Dengan menolak mengesahkan hasil Munas Bali, sama artinya
pemerintah sengaja mempersulit legalitas kepengurusan Partai Golkar hasil
Munas Bali 2014-2019. Karena legalitas kepengurusan terus dibiarkan
bermasalah oleh pemerintah, kader Golkar berhak untuk curiga bahwa pemerintah
ingin menghancurkan partai berlambang pohon beringin ini dengan cara
memelihara konflik internal. Segenap kader Golkar di seluruh penjuru negeri
pasti akan melakukan perlawanan jika diperlakukan seperti itu.
Konsekuensi logis dari perlawanan kader Golkar adalah kegaduhan
di panggung politik. Jangan salahkan mereka, karena pemerintahlah yang
menyulut kegaduhan itu. Sebelum kegaduhan itu terjadi, pemerintah harus
berhenti memusuhi Partai Golkar. Tidak ada yang perlu ditakutkan dari partai
ini. Sudah berulang kali ditegaskan bahwa Partai Golkar akan selalu mengawal
dan mengamankan pemerintahan Presiden Joko Widodo-Wakil Presiden Jusuf Kalla
sejalan dengan periode kepemimpinan mereka hingga 2019.

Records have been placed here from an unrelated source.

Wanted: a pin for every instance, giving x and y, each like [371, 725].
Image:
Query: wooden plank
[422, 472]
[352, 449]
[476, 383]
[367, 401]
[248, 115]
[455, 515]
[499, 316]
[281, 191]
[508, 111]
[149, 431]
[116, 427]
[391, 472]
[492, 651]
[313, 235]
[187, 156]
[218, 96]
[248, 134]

Dalam konteks itu, Golkar hanya akan bersifat kritis yang
tujuannya mengingatkan, bukan menjatuhkan. Sudah terbukti bahwa dalam
beberapa persoalan, Partai Golkar membantu presiden dengan sumbangan pikiran
yang sangat bermakna. Konstruksi persoalan internal Partai Golkar sudah
sangat jelas. Bahkan kejelasan itu sudah diperkuat melalui proses hukum.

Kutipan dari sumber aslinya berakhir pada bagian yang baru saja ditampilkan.